Spaghetti alle Vongole (basically ‘spaghetti with clams’ in Italian) is one of my all time favourite seafood pasta, alongside with probably almost ALL seafood pastas out there to be honest. I cooked this up over the weekend but hadn’t found the time to upload it then, so here it is now. It is a dish that is highly popular throughout the central regions of Italy, including Rome, as well as further south in Campania. Italians prepare the dish in two ways:
- in bianco: with oil, garlic, parsley, and sometimes a splash of white wine; or
- in rosso: like the former but with tomatoes and fresh basil, the addition of tomatoes being more frequent in the south.
Cheese and cream are sometimes added to the dish in most Italian-American recipes. However, these ingredients are quite alien to the spirit of Italian cooking. In the true spirit of Italian cooking, cheese is never added to this dish, accentuating the simple flavours of the clams and of good quality olive oil.
PREP TIME 5 MINS | COOKING TIME 10 MINS | SERVES 2-3
- 1kg NZ Westhaven Vongole
- 300g angel hair pasta
- 2 cloves garlic, crushed and finely chopped
- 2 red bird’s eye chill, sliced
- 1 punnet (250g) cherry tomatoes, quartered
- 1/4 cup extra virgin olive oil
- 3/4 cup fish stock*
- 3/4 cup Chardonnay
- 1/2 cup fresh Italian parsley, chopped
- Ground salt
*I would usually go for clam juice, but I couldn’t find any at the supermarkets.
- In a large saucepan over medium heat, sauté the garlic and chillies in the olive oil until fragrant and the garlic is golden brown, about a minute. Then add the clams, fish stock, and wine.
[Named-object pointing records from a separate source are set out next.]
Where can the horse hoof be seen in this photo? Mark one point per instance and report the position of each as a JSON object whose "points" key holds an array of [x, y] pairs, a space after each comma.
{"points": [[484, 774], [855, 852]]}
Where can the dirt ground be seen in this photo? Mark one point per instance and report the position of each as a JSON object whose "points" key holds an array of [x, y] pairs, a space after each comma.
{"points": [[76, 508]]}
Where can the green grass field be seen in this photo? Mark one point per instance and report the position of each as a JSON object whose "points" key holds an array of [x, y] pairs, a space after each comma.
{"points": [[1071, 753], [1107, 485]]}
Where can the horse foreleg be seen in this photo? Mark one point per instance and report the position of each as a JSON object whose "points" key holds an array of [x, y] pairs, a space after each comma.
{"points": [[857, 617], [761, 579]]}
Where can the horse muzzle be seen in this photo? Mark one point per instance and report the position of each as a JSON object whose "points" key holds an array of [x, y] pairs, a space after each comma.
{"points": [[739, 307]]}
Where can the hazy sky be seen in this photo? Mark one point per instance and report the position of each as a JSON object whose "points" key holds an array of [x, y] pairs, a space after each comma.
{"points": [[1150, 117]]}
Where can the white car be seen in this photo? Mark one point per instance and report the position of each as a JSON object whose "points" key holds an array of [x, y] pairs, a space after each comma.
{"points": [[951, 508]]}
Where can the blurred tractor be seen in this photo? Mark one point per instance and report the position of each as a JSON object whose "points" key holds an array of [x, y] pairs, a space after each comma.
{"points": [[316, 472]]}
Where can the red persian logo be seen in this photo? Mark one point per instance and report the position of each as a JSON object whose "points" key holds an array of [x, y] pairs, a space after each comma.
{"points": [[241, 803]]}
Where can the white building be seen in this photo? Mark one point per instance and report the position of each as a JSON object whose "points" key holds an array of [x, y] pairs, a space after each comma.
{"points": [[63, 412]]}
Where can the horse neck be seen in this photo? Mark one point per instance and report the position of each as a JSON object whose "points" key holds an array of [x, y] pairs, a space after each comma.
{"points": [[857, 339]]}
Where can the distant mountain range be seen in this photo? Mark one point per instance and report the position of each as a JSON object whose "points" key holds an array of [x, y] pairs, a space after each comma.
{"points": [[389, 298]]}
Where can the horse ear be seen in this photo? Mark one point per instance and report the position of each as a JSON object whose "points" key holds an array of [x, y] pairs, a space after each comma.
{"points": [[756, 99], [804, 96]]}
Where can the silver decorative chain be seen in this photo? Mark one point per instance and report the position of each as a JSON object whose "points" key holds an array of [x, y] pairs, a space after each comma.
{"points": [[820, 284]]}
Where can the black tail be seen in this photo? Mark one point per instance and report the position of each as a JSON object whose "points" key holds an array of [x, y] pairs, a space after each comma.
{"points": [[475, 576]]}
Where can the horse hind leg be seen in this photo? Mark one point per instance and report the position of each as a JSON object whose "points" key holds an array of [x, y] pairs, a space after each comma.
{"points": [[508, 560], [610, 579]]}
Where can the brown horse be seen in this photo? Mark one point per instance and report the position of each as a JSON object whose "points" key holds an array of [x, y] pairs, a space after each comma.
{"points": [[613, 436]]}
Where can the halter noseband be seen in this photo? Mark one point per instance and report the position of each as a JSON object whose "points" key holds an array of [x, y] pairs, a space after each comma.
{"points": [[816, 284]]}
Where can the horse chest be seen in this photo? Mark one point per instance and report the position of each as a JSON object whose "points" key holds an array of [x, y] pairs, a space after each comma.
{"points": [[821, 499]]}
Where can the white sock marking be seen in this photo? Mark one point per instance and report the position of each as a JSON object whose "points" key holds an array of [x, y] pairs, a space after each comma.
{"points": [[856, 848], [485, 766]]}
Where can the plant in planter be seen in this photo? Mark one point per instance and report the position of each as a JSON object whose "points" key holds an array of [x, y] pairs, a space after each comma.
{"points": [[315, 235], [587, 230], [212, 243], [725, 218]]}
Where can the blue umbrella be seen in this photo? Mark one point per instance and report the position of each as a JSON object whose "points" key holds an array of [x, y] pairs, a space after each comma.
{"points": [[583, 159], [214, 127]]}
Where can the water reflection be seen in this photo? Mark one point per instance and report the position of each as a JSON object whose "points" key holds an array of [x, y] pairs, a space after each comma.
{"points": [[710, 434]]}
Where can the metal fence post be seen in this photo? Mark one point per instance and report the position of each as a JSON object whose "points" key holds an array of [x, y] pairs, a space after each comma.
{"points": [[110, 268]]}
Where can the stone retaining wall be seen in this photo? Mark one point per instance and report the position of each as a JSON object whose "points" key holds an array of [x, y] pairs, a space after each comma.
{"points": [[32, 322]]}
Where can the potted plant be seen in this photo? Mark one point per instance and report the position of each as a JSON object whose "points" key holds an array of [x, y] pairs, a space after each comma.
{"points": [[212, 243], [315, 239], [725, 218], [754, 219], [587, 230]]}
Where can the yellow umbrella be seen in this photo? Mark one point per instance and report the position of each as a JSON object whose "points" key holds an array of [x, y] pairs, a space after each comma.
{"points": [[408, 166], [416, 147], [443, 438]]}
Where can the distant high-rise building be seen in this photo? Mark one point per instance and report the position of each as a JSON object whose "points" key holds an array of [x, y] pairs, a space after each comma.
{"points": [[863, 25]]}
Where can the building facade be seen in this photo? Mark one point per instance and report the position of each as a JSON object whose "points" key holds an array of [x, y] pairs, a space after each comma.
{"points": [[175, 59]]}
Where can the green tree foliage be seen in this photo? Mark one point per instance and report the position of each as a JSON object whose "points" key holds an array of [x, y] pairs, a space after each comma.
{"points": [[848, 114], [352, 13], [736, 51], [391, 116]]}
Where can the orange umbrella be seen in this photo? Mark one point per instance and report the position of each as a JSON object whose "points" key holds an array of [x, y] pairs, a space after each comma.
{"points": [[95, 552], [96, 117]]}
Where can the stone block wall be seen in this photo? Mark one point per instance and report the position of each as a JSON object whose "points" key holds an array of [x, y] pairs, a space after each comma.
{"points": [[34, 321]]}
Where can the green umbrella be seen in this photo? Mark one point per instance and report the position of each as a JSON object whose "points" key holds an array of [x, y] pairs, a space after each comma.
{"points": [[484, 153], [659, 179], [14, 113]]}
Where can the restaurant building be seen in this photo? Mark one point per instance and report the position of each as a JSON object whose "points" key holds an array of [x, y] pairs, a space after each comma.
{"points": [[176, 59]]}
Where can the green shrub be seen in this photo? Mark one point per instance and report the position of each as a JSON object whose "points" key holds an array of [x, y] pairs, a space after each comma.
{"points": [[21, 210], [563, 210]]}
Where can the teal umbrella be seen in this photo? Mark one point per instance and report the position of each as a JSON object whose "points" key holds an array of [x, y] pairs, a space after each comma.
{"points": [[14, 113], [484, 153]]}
Cover and simmer over medium heat, shaking the pan occasionally until all the clams open. Add in the cherry tomatoes and remove from the heat.
- While the clams are simmering, bring a large pot of salted water to a boil. Add the pasta and cook, stirring frequently, until al dente (read packet instructions, 4-5minutes for angel hair pasta). Drain the pasta and transfer to the saucepan and toss well with the clam sauce and parsley. Serve immediately.